En este papel activo sobre la participación de la persona menor, el Real Colegio de Pediatras de Inglaterra ofrece una acertada pauta de continuidad:
1. Informar a la persona menor
Es fundamental informarle desde edades tempranas, en todas las consultas y de forma adecuada a su nivel de comprensión. Esto implica utilizar un lenguaje claro, sencillo y ajustado a su capacidad cognitiva, evitando terminología médica compleja. La información debe ser proporcional a su edad y madurez, cubriendo todos los aspectos relevantes de su estado de salud, posibles tratamientos, riesgos y beneficios. Al hacerlo, se promueve que se sienta protagonista en las consultas, lo cual puede aumentar su confianza y reducir su ansiedad. Se debe alentar a la persona en todas las edades a hacer preguntas y expresar sus preocupaciones, asegurándose de que comprenda la información dada.
2. Escucharle
Desde una edad temprana, se debe fomentar que participe activamente en las discusiones sobre su salud. Esto implica prestar atención a sus opiniones, emociones y preferencias, mostrando respeto y validación hacia sus puntos de vista. Escucharle no solo es una manera de reconocer su autonomía, sino también de construir una relación de confianza. Esta práctica debe ser constante, adaptándose a medida que crece y desarrolla una mayor capacidad de entendimiento y reflexión sobre su salud y tratamientos.
3. Incluir sus opiniones en la toma de decisiones
La inclusión de las opiniones de la persona menor en la toma de decisiones sanitarias es esencial. En todas las decisiones posibles, sus opiniones deben ser consideradas seriamente y deben influir en el resultado final, en la medida que sea posible. A medida que la persona menor asume más responsabilidad en sus decisiones, se le enseña sobre la importancia de la autodeterminación, la responsabilidad compartida o la gestión de los errores. Este proceso también ayuda a educarle los posibles resultados y consecuencias de sus decisiones, promoviendo una toma de decisiones informada y responsable.
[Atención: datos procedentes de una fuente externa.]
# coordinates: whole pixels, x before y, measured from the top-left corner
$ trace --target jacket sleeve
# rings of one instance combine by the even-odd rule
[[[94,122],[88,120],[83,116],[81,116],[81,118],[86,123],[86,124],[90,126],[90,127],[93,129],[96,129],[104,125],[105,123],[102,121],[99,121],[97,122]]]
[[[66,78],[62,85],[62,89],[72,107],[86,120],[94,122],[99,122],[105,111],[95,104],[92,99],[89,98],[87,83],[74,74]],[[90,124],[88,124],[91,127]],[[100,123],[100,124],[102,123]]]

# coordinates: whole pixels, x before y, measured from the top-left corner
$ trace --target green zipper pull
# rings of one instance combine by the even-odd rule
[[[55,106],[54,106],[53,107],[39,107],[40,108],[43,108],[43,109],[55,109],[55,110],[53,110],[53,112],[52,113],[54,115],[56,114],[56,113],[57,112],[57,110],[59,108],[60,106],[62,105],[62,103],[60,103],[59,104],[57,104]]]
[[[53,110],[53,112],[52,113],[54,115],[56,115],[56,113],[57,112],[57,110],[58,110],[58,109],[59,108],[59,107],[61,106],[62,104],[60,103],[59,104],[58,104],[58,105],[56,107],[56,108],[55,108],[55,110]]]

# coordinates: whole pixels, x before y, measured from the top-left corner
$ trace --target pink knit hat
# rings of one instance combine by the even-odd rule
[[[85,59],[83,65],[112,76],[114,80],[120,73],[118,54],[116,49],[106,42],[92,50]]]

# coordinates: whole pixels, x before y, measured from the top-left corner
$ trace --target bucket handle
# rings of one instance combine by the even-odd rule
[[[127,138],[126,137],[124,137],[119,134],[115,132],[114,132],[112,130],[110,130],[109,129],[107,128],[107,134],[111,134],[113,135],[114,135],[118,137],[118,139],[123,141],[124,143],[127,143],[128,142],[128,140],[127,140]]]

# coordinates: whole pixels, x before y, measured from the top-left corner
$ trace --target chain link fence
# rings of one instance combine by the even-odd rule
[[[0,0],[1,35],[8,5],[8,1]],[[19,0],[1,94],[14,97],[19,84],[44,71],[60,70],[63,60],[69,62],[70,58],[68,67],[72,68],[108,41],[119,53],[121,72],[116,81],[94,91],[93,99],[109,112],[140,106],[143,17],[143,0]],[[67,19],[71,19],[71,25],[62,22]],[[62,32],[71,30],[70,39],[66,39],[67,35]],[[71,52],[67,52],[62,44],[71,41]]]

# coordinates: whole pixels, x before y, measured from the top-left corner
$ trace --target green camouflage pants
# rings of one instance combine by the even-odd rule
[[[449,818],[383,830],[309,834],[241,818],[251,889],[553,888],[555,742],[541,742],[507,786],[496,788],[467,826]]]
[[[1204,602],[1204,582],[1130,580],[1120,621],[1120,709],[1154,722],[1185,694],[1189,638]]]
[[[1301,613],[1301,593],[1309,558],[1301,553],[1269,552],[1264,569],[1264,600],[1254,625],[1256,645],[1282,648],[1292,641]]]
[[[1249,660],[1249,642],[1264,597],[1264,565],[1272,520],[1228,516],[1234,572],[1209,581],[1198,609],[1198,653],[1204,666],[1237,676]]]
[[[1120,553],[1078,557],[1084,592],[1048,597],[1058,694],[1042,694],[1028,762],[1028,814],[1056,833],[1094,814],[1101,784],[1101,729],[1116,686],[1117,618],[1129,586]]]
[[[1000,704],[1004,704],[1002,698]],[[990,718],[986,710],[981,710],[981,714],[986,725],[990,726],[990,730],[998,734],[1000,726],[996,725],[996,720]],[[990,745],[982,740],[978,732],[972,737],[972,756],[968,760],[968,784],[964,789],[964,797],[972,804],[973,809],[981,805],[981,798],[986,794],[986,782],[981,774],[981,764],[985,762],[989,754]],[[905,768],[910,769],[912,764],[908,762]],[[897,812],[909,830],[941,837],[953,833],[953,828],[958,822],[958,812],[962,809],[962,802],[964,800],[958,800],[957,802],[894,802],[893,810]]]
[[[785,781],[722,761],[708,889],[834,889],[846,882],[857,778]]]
4. Considerarle competente como decisor principal
Cuando una persona menor es evaluada y considerada competente, debe ser reconocida como el decisor principal en lo que respecta a su salud. Al reconocer su competencia, se respeta su autonomía y se le otorga la autoridad para tomar decisiones críticas sobre su tratamiento y cuidado. Este enfoque refuerza la confianza en sus propias capacidades y fomenta un sentido de responsabilidad personal y autodeterminación.